Executive network helps Maine small businesses thrive

4 hours ago

AUGUSTA, Maine — A network of 12 volunteer mentors is linking up with Mainers looking for ways to start, grow or improve their businesses. 

The state’s northern chapter of Service Corps of Retired Executives, more commonly known as SCORE, provides free one-on-one assistance to local entrepreneurs from the southern end of Knox County to the Canadian border.

International business consultant David Green of Bangor heads the chapter and travels to some of northern Maine’s most remote locations to help bring out the best in people, he said. 

Maine is a state of mainly small businesses and Green said he wants it to be a place where people can make a comfortable living and thrive. 

“The Small Business Administration says people with a mentor are twice as likely to succeed and that’s what we do,” Green said.

What started out as a northern Maine road trip with Green and two other SCORE executives three years ago to meet people in places such as Caribou, Van Buren, Presque Isle and Houlton has grown into a network of partnerships and cooperative events with rural towns as a way to reach out to local businesses, Green said. 

The chapter works with local Chambers of Commerce, the Northern Maine Development Commission and the Southern Aroostook Development Corp., to name a few, and provides free business-related training sessions in addition to one-on-one mentoring. 

Additionally, they work with school programs and other community organizations to provide business-related training and assistance.  

The total in-person session attendance grew 30.2% last year, from 232 in 2024 to 302 in 2025; total services increased 28.4% from 1,165 in 2024 to 1,496 in 2025; and total local services from 836 to 934. 

This month, the Northern Maine Chapter earned the U.S. Small Business Administration’s 2026 National Chapter of the Year Award, ousting much larger metropolitan chapters this year.

“The secret sauce is we have created partnerships in these areas and are doing more of what people need,” said Green. 

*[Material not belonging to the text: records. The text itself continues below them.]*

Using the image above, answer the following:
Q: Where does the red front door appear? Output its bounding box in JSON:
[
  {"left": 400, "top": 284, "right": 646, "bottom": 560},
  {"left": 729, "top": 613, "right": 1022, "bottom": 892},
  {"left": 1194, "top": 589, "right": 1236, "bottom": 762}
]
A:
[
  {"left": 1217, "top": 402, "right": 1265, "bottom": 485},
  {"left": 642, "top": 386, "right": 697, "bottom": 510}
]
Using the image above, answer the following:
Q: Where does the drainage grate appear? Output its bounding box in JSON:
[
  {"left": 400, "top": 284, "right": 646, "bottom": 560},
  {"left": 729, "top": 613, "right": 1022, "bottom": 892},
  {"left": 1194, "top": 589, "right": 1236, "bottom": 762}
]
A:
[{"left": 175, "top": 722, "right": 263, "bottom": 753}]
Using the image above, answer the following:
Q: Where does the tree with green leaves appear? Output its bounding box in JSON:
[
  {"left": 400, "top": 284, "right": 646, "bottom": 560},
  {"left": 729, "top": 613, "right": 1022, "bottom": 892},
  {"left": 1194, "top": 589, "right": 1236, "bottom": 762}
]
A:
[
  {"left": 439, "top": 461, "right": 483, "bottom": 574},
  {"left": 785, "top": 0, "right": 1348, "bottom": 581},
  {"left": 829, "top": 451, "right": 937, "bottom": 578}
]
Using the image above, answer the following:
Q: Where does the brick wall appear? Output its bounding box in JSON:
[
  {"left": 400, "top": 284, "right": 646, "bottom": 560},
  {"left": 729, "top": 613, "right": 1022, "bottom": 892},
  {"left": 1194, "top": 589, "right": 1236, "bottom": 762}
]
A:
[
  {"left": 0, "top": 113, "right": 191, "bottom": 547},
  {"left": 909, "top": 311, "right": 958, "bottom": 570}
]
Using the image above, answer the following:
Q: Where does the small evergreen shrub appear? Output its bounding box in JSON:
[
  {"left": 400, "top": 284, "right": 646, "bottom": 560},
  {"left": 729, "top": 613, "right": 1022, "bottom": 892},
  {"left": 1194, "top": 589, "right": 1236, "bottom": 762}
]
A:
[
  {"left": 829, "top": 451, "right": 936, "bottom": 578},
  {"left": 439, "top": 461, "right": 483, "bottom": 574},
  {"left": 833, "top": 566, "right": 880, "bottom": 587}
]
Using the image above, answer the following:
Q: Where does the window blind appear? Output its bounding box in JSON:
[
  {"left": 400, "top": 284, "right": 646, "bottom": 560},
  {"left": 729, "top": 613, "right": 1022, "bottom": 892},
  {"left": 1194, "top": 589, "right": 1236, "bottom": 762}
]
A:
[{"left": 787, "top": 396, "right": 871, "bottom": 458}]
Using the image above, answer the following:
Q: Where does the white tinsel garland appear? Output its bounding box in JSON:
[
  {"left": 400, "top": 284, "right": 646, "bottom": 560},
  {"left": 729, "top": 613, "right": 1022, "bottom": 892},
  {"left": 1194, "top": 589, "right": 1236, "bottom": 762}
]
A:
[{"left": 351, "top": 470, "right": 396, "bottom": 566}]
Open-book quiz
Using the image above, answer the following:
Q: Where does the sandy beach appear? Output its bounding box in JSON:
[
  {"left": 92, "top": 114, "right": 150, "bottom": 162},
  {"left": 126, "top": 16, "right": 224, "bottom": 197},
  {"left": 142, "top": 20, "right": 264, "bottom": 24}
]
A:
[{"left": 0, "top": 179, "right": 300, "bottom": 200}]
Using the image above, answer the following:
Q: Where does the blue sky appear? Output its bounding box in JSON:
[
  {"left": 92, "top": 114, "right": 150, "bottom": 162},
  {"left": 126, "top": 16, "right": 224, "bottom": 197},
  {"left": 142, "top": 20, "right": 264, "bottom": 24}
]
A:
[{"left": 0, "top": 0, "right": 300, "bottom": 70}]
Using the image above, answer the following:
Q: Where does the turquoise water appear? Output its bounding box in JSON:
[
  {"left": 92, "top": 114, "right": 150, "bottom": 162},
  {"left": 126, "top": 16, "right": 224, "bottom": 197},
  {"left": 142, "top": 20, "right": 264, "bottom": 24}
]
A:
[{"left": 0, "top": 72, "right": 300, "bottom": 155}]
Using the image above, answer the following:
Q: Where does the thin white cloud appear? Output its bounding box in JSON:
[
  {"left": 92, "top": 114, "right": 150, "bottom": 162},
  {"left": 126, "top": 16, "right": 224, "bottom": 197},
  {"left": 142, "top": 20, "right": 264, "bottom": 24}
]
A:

Green, like all SCORE volunteers, brings a wealth of career knowledge to entrepreneurs seeking guidance. An engineer, he worked with Hewlett-Packard and ITT in the UK before moving to Canada to work for Nortel for 25 years. He now owns Bangor-based WardGreen Group consulting with his wife, Ginger Ward-Green. 

He takes on a new SCORE client every week, he said. 

One woman, who owns a consulting business and does strategic planning, process improvement, leadership development and coaching, has been working with him to pivot her business to leverage AI, he said. 

“My help so far has been to introduce her to people who are on the leading edge of AI so she can refine her business model to focus on work she wants to do and where there is a market need,” Green said. 

Some of the contacts Green has helped with include a city development director, a nationally known entrepreneur embarking on her next big thing using AI, and one of SCORE’s AI subject matter experts. 

Another client in a small town had bought an old building with a commercial kitchen and asked for help starting a sandwich shop. 

“By the time I met with her she had changed her mind about the sandwich shop and thought instead of renting the kitchen to someone she knew,” he said. “We brainstormed other options and one was an event center using a range of catering options from self catering to a high-end chef.”

Still, despite concerted outreach initiatives into Maine’s northernmost regions, many budding business owners, some struggling to stay afloat, are not aware of the help these executive volunteers offer. 

Others are reluctant to reach out for help, often because they don’t want anyone to know, said Houlton entrepreneur Fred Grant, who has been a volunteer SCORE mentor for nearly two years. 

“If that’s the case, the business can request a mentor from somewhere else,” Grant said. 

Grant, president of Northern Maine Media, Market Pizza and the historic Temple Theater in Houlton, is currently working with four active mentees. 

“The great thing about SCORE, we are driven by the business owner’s dream,” Grant said. 

He’s currently working with a woman in Virginia who needs help marketing a cookbook she has created.

At first they have to figure out the target market and who is interested in the cookbook, and then match venues or outlets that will get that product in front of the target audience, Grant said.

“We do not do the work for them,” he said. “We are there to guide them in the process.” 

Generally he works with businesses looking for technical, restaurant or front-facing retail expertise. It’s very rare to find a new business owner that has all the necessary skills they need, he said, adding that he wished he had a SCORE mentor when he was starting out. 

“Most specifically, the restaurant was the biggest learning curve,” he said. “I highly encourage businesses to give SCORE a try. It’s such a fantastic resource.”